En su enseñanza, León XIV nos invita a acoger a Jesús como el único médico verdaderamente capaz de sanar las enfermedades más profundas del alma: la desesperación, la soledad, el resentimiento y la falta de sentido. Los Evangelios están llenos de encuentros donde Jesús no solo curaba enfermedades físicas, sino que restauraba la dignidad y la integración social de los enfermos.

Un ejemplo impactante es la curación del paralítico de Capernaúm. La narración en Marcos 2:1-12 (NVI) muestra a amigos que, movidos por la fe, llevan a un paralítico hasta Jesús, bajándolo por el techo. Jesús primero declara:

"Hijo, tus pecados quedan perdonados" (Marcos 2:5, NVI).
Solo después ordena al hombre que se levante y camine. El mensaje es claro: la sanación integral comienza por el perdón y la paz con Dios.
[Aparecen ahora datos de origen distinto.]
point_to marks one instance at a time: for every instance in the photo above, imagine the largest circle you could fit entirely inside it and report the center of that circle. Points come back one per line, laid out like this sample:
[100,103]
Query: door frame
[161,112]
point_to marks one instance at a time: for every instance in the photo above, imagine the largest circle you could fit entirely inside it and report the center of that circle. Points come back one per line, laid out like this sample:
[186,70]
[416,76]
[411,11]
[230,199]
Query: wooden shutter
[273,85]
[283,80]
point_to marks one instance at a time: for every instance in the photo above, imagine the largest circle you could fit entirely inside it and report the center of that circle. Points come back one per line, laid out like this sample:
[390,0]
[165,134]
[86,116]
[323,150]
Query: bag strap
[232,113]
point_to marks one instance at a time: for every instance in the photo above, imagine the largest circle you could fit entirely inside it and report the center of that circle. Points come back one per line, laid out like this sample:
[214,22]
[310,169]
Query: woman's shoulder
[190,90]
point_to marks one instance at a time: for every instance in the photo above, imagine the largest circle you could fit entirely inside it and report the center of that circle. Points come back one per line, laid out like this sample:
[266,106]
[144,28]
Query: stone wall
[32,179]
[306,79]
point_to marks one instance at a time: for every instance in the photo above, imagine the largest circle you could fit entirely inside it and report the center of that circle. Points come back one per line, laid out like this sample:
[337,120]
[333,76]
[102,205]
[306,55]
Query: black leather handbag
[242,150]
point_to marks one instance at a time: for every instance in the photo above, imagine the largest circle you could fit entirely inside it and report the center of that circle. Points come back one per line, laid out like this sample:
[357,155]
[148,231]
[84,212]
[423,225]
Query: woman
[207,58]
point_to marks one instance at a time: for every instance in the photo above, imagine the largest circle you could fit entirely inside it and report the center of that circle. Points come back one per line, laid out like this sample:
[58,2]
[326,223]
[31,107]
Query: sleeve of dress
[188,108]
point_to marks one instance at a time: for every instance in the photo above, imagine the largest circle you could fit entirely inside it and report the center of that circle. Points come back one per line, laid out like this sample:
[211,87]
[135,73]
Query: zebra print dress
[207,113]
Los Rostros del Sufrimiento en la Sociedad Contemporánea

El Papa amplía nuestra visión sobre quiénes son los "enfermos" de hoy. Además de aquellos que luchan contra enfermedades en un lecho de hospital, están:

  • Los migrantes y refugiados: Que dejan su tierra, su cultura y su historia, enfrentando incertidumbres y peligros en busca de dignidad.
  • Los pobres y marginados: Que viven en las "zonas de sombra" de las periferias sociales y económicas, muchas veces invisibles a los ojos de la sociedad.
  • Los que sufren en silencio: Por la pérdida de un ser querido, por crisis familiares, depresión, ansiedad o soledad profunda.

Cada una de estas realidades representa una herida en el Cuerpo de Cristo que es la Iglesia. Ignorarlas es ignorar parte de nosotros mismos.

El Papel de la Comunidad Cristiana

Como discípulos de Jesús, estamos llamados a ser sus manos y sus pies en el mundo. La misión de la Iglesia no es solo proclamar verdades, sino encarnar el amor compasivo de Dios. Esto significa:

  1. Acogida sin juicio: Crear espacios donde las personas puedan compartir sus dolores sin miedo a ser estigmatizadas.
  2. Acompañamiento fraterno: Caminar al lado, escuchando con paciencia y ofreciendo apoyo práctico y espiritual.
  3. Defensa de la dignidad: Ser voz profética que denuncia las estructuras que generan sufrimiento y promueve la justicia.

Que el Espíritu Santo nos guíe para ser comunidades que reflejen el corazón misericordioso de Cristo, especialmente hacia los que más sufren.